Artificial documents are stored immediately after the indexing transaction completes.

Recursive indexing loop

It's forbidden to output reduce results to the collection that:

  • the current index is already working on (e.g. index on DailyInvoices collections outputs to DailyInvoices),
  • the current index is loading a document from it (e.g. index has LoadDocument(id, "Invoices") outputs to Invoices),
  • it is processed by another map-reduce index that outputs results to a collection that the current index is working on (e.g. one index on Invoices collection outputs to DailyInvoices, another index on DailyInvoices outputs to Invoices)

Since that would result in the infinite indexing loop (the index puts an artificial document what triggers the indexing and so on), you will get the detailed error on attempt to create such invalid construction.

Existing collection

Creating a map-reduce index which defines the output collection that already exists and it contains documents will result in an error.

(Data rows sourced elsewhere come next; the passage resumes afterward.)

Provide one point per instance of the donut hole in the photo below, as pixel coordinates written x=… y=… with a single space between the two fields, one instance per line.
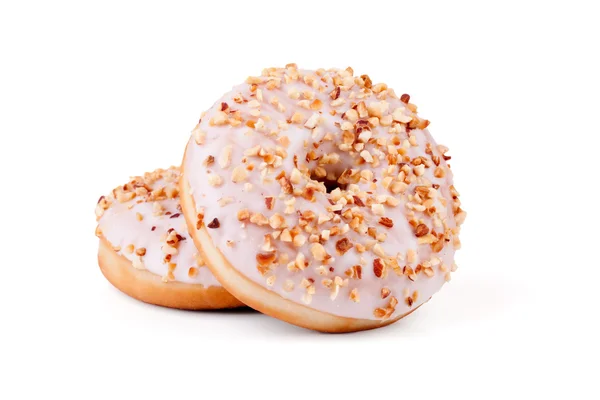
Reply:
x=330 y=180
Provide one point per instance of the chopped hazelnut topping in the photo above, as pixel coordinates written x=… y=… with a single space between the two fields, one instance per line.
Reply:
x=421 y=230
x=378 y=267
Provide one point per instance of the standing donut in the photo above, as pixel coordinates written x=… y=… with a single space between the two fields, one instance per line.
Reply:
x=144 y=247
x=319 y=198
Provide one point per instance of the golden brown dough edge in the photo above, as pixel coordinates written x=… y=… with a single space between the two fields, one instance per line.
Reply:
x=149 y=288
x=254 y=295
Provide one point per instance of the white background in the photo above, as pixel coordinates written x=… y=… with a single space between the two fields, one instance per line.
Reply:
x=93 y=92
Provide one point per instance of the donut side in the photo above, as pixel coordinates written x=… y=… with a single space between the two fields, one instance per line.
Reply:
x=257 y=297
x=150 y=288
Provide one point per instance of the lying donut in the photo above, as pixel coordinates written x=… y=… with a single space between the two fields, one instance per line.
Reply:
x=144 y=250
x=320 y=198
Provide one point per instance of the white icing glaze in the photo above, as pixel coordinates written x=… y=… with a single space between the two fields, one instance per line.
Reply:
x=214 y=138
x=119 y=223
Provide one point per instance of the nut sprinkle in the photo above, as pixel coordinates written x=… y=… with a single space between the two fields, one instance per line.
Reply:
x=339 y=194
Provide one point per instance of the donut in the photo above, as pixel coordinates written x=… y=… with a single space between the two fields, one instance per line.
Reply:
x=144 y=248
x=321 y=199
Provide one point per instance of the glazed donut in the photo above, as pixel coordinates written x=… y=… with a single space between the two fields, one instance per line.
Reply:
x=320 y=198
x=144 y=250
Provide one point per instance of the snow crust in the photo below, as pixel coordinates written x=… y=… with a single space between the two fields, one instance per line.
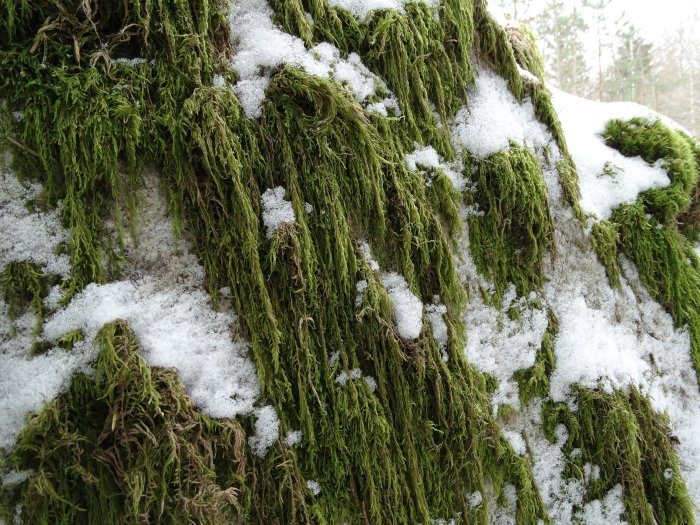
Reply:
x=408 y=309
x=607 y=338
x=427 y=157
x=495 y=118
x=362 y=8
x=266 y=430
x=27 y=236
x=276 y=210
x=499 y=345
x=166 y=306
x=262 y=47
x=606 y=177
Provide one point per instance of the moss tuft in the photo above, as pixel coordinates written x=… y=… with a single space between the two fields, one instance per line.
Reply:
x=533 y=382
x=632 y=445
x=511 y=228
x=605 y=238
x=525 y=50
x=127 y=446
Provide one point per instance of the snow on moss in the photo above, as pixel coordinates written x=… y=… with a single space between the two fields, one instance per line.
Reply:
x=276 y=210
x=427 y=157
x=361 y=8
x=168 y=309
x=408 y=309
x=436 y=316
x=29 y=236
x=495 y=118
x=607 y=178
x=261 y=47
x=619 y=338
x=266 y=430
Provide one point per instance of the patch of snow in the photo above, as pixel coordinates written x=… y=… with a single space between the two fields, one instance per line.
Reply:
x=267 y=426
x=436 y=316
x=499 y=345
x=293 y=437
x=165 y=304
x=427 y=157
x=367 y=255
x=314 y=487
x=177 y=328
x=15 y=477
x=408 y=309
x=385 y=107
x=131 y=62
x=475 y=499
x=261 y=47
x=361 y=8
x=276 y=210
x=26 y=236
x=606 y=177
x=617 y=339
x=516 y=441
x=496 y=118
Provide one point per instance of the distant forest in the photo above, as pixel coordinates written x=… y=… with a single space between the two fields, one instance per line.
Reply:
x=591 y=53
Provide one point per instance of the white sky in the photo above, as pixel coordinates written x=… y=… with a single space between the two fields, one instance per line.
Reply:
x=652 y=17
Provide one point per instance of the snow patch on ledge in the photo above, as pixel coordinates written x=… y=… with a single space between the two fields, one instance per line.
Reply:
x=495 y=119
x=606 y=177
x=276 y=210
x=408 y=309
x=361 y=8
x=261 y=47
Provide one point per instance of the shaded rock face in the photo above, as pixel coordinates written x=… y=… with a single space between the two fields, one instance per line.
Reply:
x=330 y=261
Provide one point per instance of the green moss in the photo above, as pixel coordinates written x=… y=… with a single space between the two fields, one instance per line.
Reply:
x=509 y=240
x=604 y=239
x=24 y=286
x=632 y=445
x=655 y=142
x=525 y=50
x=492 y=46
x=689 y=220
x=126 y=446
x=533 y=382
x=649 y=231
x=667 y=266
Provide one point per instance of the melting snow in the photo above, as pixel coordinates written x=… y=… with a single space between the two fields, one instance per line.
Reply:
x=408 y=310
x=495 y=119
x=27 y=236
x=276 y=210
x=606 y=177
x=427 y=157
x=361 y=8
x=165 y=305
x=262 y=47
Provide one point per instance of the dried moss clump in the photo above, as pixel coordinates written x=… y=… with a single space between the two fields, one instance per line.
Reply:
x=510 y=226
x=126 y=446
x=633 y=447
x=650 y=230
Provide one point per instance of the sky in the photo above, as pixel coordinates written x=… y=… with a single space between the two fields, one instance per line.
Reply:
x=652 y=17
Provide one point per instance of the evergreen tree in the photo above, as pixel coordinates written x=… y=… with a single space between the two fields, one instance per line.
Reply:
x=561 y=38
x=631 y=75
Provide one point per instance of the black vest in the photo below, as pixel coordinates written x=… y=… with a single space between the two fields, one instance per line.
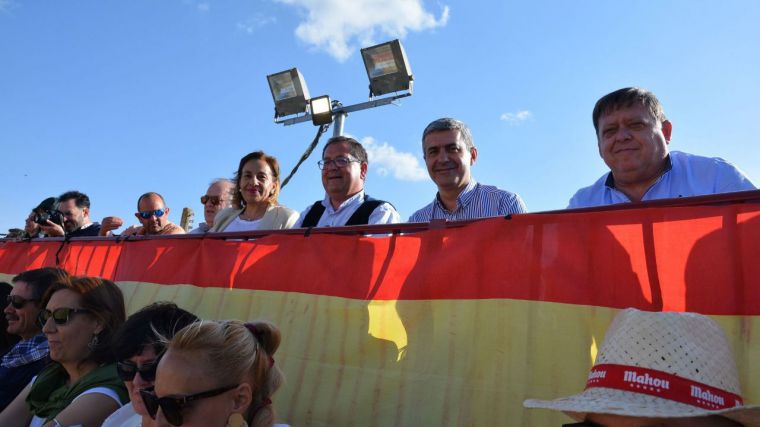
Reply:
x=360 y=217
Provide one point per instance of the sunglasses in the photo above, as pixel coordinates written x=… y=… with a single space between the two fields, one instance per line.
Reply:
x=172 y=406
x=18 y=302
x=147 y=214
x=215 y=200
x=61 y=316
x=339 y=162
x=128 y=369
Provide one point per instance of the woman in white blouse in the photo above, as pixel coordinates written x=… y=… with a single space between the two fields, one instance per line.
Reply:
x=254 y=199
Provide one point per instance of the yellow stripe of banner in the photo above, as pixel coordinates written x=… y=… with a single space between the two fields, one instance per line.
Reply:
x=463 y=362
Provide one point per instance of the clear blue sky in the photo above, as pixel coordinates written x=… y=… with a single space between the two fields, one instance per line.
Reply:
x=118 y=98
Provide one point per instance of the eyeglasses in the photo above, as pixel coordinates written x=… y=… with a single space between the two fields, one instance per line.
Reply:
x=147 y=214
x=18 y=302
x=128 y=369
x=339 y=162
x=172 y=406
x=215 y=200
x=61 y=316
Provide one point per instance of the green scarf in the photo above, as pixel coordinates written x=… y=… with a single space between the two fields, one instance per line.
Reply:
x=50 y=395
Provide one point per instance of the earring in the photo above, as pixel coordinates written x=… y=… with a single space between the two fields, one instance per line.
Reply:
x=236 y=420
x=93 y=343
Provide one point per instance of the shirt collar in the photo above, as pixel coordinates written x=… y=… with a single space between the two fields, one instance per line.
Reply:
x=464 y=198
x=356 y=198
x=610 y=181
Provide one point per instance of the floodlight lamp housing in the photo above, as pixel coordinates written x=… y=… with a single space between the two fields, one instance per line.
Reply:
x=387 y=68
x=321 y=110
x=289 y=91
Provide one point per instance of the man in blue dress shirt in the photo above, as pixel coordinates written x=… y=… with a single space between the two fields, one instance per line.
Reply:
x=449 y=155
x=633 y=136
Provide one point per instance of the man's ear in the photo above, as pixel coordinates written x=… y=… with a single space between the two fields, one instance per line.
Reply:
x=98 y=326
x=667 y=130
x=363 y=169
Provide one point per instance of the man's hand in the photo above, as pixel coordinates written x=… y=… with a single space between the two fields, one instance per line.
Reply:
x=109 y=224
x=52 y=229
x=133 y=230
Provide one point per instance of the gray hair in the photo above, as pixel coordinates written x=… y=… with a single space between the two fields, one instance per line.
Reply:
x=625 y=98
x=221 y=180
x=447 y=123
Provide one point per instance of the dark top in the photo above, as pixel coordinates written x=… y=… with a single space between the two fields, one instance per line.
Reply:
x=360 y=217
x=90 y=231
x=14 y=380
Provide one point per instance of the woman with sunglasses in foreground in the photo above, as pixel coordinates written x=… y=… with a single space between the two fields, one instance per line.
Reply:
x=80 y=386
x=138 y=347
x=215 y=374
x=254 y=198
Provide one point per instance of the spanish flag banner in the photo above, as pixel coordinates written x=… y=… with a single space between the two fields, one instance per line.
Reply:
x=446 y=325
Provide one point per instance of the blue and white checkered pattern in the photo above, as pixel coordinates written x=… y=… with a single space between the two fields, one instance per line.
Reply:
x=26 y=351
x=475 y=201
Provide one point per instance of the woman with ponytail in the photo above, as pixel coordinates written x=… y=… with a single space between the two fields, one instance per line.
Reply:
x=217 y=373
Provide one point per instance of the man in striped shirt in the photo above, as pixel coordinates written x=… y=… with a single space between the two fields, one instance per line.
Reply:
x=449 y=153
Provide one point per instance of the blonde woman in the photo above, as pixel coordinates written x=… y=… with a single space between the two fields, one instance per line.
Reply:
x=215 y=374
x=254 y=199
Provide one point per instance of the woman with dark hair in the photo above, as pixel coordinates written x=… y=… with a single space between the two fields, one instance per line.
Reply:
x=224 y=370
x=80 y=386
x=6 y=340
x=138 y=346
x=254 y=198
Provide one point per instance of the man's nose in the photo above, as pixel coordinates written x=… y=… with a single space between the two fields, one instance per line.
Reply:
x=622 y=134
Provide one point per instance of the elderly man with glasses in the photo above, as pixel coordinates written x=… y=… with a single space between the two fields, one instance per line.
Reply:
x=217 y=197
x=344 y=171
x=449 y=154
x=30 y=355
x=153 y=214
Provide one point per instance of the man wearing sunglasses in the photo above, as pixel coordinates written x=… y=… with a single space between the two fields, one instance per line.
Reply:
x=28 y=356
x=75 y=207
x=344 y=170
x=153 y=214
x=217 y=197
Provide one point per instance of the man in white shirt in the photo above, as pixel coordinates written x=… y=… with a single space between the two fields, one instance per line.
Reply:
x=344 y=171
x=633 y=135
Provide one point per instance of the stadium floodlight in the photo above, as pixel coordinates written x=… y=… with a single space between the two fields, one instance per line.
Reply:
x=321 y=110
x=289 y=92
x=387 y=68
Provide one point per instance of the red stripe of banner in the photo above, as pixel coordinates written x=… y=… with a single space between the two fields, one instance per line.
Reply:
x=699 y=258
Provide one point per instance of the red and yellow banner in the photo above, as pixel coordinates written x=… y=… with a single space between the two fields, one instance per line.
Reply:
x=446 y=326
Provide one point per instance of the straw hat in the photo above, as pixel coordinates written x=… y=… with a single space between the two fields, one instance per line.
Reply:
x=660 y=365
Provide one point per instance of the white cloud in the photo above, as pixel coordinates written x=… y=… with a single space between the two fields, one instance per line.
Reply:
x=385 y=160
x=339 y=27
x=250 y=25
x=516 y=118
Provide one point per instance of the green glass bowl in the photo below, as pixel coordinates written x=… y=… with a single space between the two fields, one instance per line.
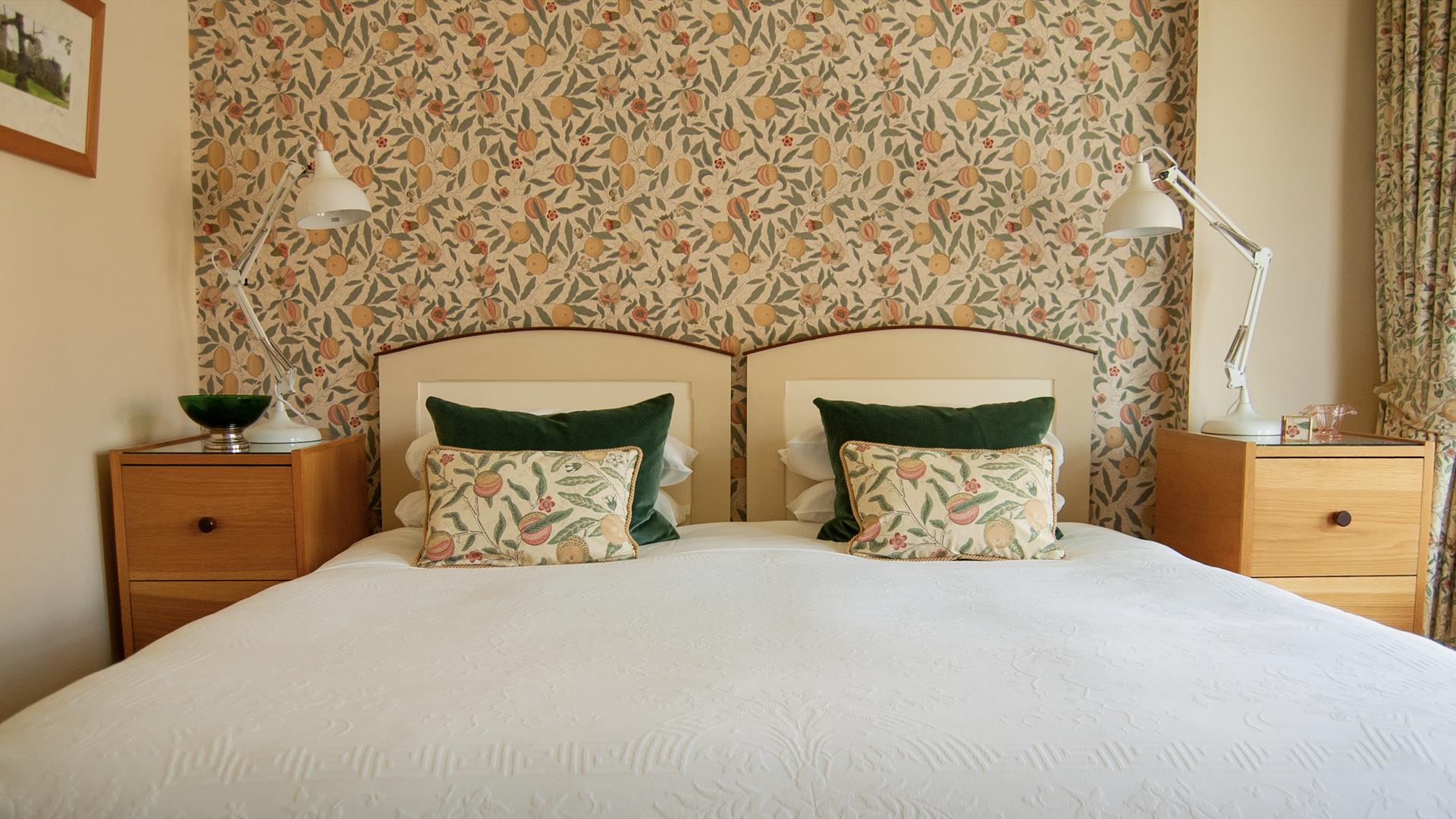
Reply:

You need to delete all documents from the relevant collection before creating the index or output the results to a different one.

Artificial Document IDs

The identifiers of artificial documents are generated as:

  • <OutputCollectionName>/<hash-of-reduce-key>

For the above sample index, the document ID can be:

  • MonthlyProductSales/13770576973199715021

The numeric part is the hash of the reduce key values, in this case: hash(Product, Month).

If the aggregation value for a given reduce key changes then we overwrite the artificial document. It will get removed once there is no result for a given reduce key.

Artificial Document Flags

Documents generated by map-reduce indexes get the following @flags metadata:

"@flags": "Artificial, FromIndex"

Those flags are used internally by the database to filter out artificial documents during replication.